Sebenarnya, ketika berbuka kita hanya butuh sedikit saja. Misal butuh takjil berbuka. Satu gelas kolak pisang sudah cukup. Namun, ketika mempersiapkan banyak keinginan berkelebat. Ingin diwujudkan. Jadilah  ada banyak hidangan di meja makan. Es campur, jus durian, salad buah tersaji. Juga main menu, nasi dan lauk pauk lengkap. Dan seterusnya.
Itu semua tidak habis satu kali makan, terkadang tak tersentuh pula. Kulkas menjadi tempat menyimpan andalan. Kadang terlupakan, karena sahur malas makan. Sehingga makanan itu menjadi penghuni kulkas berhari-hari.

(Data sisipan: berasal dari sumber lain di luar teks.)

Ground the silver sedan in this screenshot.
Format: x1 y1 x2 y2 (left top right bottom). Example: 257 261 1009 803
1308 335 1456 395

Lalu dibuang, mubadzir.
Inilah yang membuat harga-harga melonjak tajam. Permintaan pasar tinggi, stok persediaan bahan makan kurang memenuhi, jadilah harga menjadi naik. Mahal. Utamanya bahan dasar yang sering menjadi primadona saat Ramadhan. Gula, tepung, telur. Juga aneka kebutuhan pangan lain. Seperti buah, daging ayam atau sapi, juga sayur mayur.

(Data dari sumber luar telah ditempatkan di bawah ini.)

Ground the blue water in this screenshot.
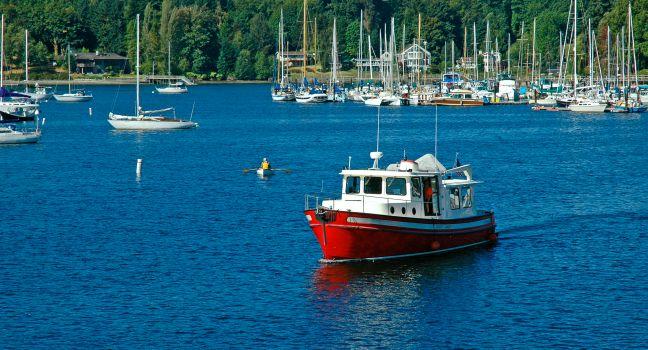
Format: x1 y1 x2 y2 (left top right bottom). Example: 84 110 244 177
0 85 648 349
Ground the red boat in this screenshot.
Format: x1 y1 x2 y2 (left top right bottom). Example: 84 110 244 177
305 152 497 262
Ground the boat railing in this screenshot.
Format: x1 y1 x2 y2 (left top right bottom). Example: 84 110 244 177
304 194 440 216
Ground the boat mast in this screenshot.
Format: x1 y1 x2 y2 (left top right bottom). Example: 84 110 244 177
25 29 29 92
68 44 72 94
418 12 425 88
573 0 578 99
587 19 594 87
302 0 308 84
135 13 139 117
367 35 373 80
330 17 338 90
358 10 364 84
0 14 4 90
531 18 536 84
473 22 479 80
506 33 511 78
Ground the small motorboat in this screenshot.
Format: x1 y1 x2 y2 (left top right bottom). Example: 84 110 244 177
155 82 189 95
304 151 497 262
54 90 92 102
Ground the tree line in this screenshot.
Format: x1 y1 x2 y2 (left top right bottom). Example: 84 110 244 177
0 0 648 79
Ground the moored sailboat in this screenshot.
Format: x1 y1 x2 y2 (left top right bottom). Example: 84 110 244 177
54 45 92 102
108 14 198 130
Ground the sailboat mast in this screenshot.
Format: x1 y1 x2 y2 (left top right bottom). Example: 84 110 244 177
572 0 578 99
279 8 286 87
587 19 594 86
135 13 139 117
302 0 308 78
68 44 72 94
367 35 373 80
473 22 479 80
0 14 4 89
531 18 536 83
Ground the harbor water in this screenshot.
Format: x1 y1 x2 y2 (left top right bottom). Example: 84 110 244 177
0 85 648 349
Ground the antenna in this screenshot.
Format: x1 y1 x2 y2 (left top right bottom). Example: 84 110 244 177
369 106 382 169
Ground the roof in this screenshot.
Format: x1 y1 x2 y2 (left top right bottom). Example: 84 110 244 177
74 52 128 61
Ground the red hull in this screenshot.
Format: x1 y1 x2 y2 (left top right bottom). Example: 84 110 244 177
305 210 497 261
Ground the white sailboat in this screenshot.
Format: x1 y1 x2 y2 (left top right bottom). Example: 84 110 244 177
23 30 52 102
567 0 607 113
364 17 403 106
54 45 92 102
108 14 198 131
271 8 295 102
327 17 346 102
155 41 189 95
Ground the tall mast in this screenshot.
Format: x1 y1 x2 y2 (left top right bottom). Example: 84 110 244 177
587 19 594 86
607 26 611 84
302 0 308 78
367 35 373 80
506 33 511 75
572 0 578 99
0 14 4 89
418 12 425 87
473 22 479 80
135 13 139 117
358 10 363 84
331 17 338 88
25 29 29 92
68 44 72 94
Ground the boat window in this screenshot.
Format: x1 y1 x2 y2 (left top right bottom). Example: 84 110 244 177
461 186 472 208
346 176 360 194
450 187 460 209
365 177 382 194
412 177 421 198
386 177 407 196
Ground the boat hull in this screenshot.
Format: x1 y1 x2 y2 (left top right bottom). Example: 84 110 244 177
155 87 189 95
295 94 328 103
272 93 295 102
54 95 92 102
432 98 484 107
305 210 497 262
257 168 274 177
108 119 197 131
567 103 607 113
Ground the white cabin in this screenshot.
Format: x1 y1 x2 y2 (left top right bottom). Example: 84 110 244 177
322 154 480 219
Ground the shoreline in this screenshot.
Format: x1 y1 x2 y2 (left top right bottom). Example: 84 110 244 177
4 78 270 86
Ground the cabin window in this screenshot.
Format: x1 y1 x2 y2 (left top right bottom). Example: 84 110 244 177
461 186 472 208
386 177 407 196
365 177 382 194
450 187 460 209
346 176 360 194
412 177 421 198
423 176 439 216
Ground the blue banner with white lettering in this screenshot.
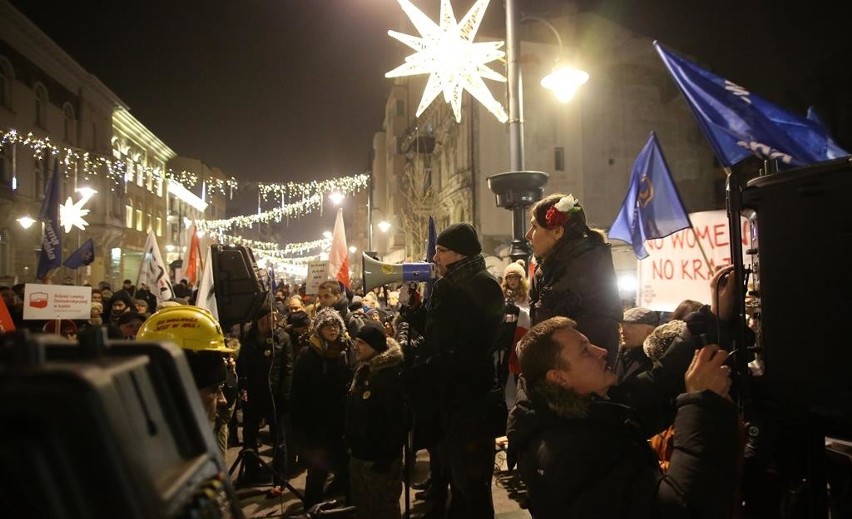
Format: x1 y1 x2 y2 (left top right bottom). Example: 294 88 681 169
36 159 62 281
654 42 849 167
608 132 690 260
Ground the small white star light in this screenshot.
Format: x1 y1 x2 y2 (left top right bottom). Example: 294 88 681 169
385 0 509 122
59 196 89 234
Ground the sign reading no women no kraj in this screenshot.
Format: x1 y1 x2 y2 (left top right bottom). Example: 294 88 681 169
637 211 750 312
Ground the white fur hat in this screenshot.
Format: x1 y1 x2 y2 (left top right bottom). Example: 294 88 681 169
642 319 689 362
503 259 527 279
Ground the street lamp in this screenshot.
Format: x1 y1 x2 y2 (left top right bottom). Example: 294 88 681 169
18 215 35 229
367 204 391 254
486 0 589 261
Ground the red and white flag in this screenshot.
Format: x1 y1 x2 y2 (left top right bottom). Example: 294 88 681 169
183 224 201 287
136 231 174 306
328 207 349 288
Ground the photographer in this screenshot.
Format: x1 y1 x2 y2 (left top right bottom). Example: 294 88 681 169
508 267 741 519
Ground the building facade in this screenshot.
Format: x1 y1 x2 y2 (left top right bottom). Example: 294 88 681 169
373 8 724 290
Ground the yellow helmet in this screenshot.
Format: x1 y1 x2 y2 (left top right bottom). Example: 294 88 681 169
136 305 236 353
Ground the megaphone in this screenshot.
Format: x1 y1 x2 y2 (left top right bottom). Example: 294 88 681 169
361 253 438 291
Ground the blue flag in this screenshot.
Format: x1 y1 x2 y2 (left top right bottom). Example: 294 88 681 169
609 132 691 259
36 159 62 280
62 238 95 269
654 42 849 167
423 214 438 302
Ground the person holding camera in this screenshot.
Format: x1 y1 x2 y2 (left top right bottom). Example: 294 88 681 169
508 267 742 519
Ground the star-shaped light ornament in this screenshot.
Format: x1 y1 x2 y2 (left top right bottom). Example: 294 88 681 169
59 196 89 234
385 0 509 123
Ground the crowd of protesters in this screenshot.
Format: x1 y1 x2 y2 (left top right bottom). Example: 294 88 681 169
5 194 849 519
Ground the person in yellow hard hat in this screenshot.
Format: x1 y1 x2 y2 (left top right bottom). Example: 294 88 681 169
136 305 237 425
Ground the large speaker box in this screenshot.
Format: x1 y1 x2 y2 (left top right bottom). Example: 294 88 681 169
743 160 852 430
210 244 269 329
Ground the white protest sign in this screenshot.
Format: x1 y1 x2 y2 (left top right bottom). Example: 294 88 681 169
305 260 329 294
637 211 749 312
24 283 92 320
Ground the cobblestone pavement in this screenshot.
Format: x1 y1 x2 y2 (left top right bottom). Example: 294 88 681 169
226 436 530 519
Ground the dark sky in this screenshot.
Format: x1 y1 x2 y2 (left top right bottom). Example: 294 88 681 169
12 0 852 241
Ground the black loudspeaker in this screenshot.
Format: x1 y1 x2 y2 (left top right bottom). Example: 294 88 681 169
210 244 269 329
743 160 852 422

Namun bersukur, di tempat saya, bahan pangan tidak naik begitu signifikan dan cenderung stabil. Hanya ada beberapa bahan saja yang harganya naik. Tidak seperti tahun-tahun sebelumnya.
Merujuk pada Situs Web Dinas Perdagangan Kalsel, update harga per 29 April 2020 ini banyak bahan pangan yang harganya cukup stabil. Seperti beras yang berada di kisaran angka Rp. 10.500 sampai Rp. 14.400 perkilo, tergantung jenisnya. Bawang Merah Sedang/Kg Rp. 33.400, Bawang Putih Honan/Kg Rp. 32.700. Dan masih banyak lagi yang harganya tetap. Sedangkan harga bahan-bahan seperti minyak goreng, beberapa jenis cabe, dan kedelai naik sebesar Rp. 100 sampai Rp. 600.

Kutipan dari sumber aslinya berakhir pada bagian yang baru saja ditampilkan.